In 2005, Thomas and I took a road trip and he wanted us to listen to an audiobook by Riordan on the trip. I was dubious until he told me that it was kidlit. So we gave it, Percy Jackson and the Olympians: The Lightning Thief, a shot and I loved it.

Then, during the two-year hiatus between Harry Potter and the Half-Blood Prince and Harry Potter and the Deathly Hallows, one of my friends recommended Philip Pullman’s His Dark Materials series. I read the first two books. This had to have gone down earlier than 2006, because I remember talking to my mom about this. I wasn’t really gripped by it and stopped at two. I have no regrets about not reading the third book.

I realized after a bit, though, that I already had the perfect books to read (and reread) and plug to all and sundry, Riordan’s Percy Jackson and the Olympians series, and the people I plugged it too would still kind of get in on the ground floor, because there were, at that point, only two books into the series.

Gratuitous photo time. I was tired last night. I forgot that I’d already dug up a second photo to post. This is the Dyfi furnace in Wales. Originally built so smelt iron, it also was used as a sawmill. At least, I’m almost sure that’s what it is. We were doing the American-style tour of the UK and didn’t have any time to dig around for interpretive signage or anything on that date. i snapped this picture out the car window and looked for what it was later.

At some point, Thomas gave me Harry Potter y el Prisionero de Azkaban as a gift, and I realized that I could get all of the Harry Potter books in translation as foreign language practice. I started with Chinese and got the Chinese translations of Harry Potter and the Sorceror’s Stone and Harry Potter and the Chamber of Secrets (for some reason, I can’t get typing in Chinese to work right now) and have spent the last couple of years working on them. I also have the Italian and German translations of Harry Potter and the Sorcerer’s Stone.

Then JK Rowling came out as a transphobe. I have friends, coworkers, and patients who are trans. My son has friends who are trans. I thus kind of reluctantly** decided to stop buying foreign translations of her Harry Potter books.

And then it hit me. Riordan has written, oh, dear, God, so many books in the world that started with The Lightning Thief. And so many translations! Spanish and German and Dutch and Vietnamese and Icelandic and Czech and Turkish and . . .

So, now the weird project. To get all of the translations of all of Riordan’s mythology books — Percy Jackson, Kane Chronicles, Magnus Chase, wherever else he ends up taking us. In every language we can get them in.

I know that I don’t speak Dutch, or Icelandic, or Turkish (and I barely speak Vietnamese and Czech, but I’m working on them!). But who knows where time and curiosity will take me in the future? And when I finally do start this degree, maybe I’ll have a classmate who wants to study one of these many languages and I can lend (with emphasis on lend!) a book or two to the cause.

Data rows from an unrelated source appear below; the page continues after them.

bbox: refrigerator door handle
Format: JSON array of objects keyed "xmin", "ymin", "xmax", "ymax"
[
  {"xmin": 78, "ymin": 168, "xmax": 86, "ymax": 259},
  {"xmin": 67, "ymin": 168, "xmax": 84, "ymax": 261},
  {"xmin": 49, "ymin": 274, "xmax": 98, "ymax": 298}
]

I hope that Riordan is as great as he seems because I love his books so much.

At this point, it’s 1 in the morning and I’ve been writing for an hour. I have to work tomorrow so I’m going to leave this here and dig up a gratuitous travel photo sometime tomorrow (well, later today, I guess) and then post.

*I can remember what year it was because the only book they did that sounded interesting to me was The Devil in the White City, which was a new release that year. Thomas and I read it in parallel. I don’t remember if I went to the meeting or not, though.